- Directed by: Susumu Hani
- Screenplay by: Susumu Hani; Isamu Kurita;
- Story by: Isamu Kurita
- Starring: Yuri Suemasa
- Cinematography: Yuji Okumura
- Music by: Teizo Muramatsu
- Production company: Hani
- Distributed by: Shochiku
- Release date: 24 May 1969;
- Running time: 105 minutes
- Country: Japan
- Language: Japanese

= Aido: Slave of Love =

1969 film

Aido: Slave of Love (愛奴) is a 1969 Japanese film directed by Susumu Hani.

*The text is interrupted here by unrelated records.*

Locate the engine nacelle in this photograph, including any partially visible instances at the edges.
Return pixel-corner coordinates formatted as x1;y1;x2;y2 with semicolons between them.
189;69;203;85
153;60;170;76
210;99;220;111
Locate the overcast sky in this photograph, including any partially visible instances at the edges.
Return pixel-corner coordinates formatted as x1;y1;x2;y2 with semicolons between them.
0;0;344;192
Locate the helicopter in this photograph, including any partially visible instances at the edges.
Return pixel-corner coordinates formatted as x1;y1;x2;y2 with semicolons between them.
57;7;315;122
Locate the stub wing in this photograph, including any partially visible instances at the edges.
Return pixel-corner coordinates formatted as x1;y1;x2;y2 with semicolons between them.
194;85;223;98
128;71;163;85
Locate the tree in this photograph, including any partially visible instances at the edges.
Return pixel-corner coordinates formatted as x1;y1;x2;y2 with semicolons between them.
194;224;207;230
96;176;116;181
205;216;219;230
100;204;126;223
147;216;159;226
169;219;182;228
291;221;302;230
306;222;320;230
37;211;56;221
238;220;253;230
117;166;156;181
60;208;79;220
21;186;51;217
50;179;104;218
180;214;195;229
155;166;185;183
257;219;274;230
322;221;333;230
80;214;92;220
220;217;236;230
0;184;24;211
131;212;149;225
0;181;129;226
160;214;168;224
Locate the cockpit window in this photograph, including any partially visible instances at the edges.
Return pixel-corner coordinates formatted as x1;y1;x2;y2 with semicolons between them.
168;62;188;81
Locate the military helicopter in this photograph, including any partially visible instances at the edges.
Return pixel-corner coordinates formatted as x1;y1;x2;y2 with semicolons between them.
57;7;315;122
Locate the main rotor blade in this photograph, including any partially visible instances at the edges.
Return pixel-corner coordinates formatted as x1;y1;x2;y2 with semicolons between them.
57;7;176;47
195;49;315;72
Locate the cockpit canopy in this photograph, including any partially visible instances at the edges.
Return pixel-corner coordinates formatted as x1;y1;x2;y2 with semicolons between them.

It was entered into the 19th Berlin International Film Festival.

== Plot ==
Aido is a beautiful woman cursed with an insatiable appetite for coitus. After an affair with a young student, she engages in several other affairs in which she can no longer tell fantasy from reality.

==Cast==
- Yuri Suemasa (末政百合) as Aido (愛奴)
- Kenzō Kawarazaki (河原崎建三) as Shūsei Saiki (斎木秀生)
- Kimiko Nukamura (額村喜美子) as Madame Enjōji (円城寺夫人)
- Rumiko Tanuma (田沼瑠美子) as Yōko (燿子)
- Kenzaburō Shirai (白井健三郎) as Professor
- Takamitsu Masuda (増田増田貴光) as Yamamoto (山本)
- Jusaburō Tsujimura (辻村寿三郎) as Detective Iwashita (岩下)
- Kiyoko Ōta (太田喜代子) as Harumi (波留美)
- Akira Matsumoto (松本章) as Man
- Kyōji Kokonoe (九重京司) as Mr. Sano (佐野)

==Release==
Aido: Slave of Love was released in Japan on 24 May 1969 and was distributed by Shochiku.

== Legacy ==
The film is one of Hani's internationally most renowned features.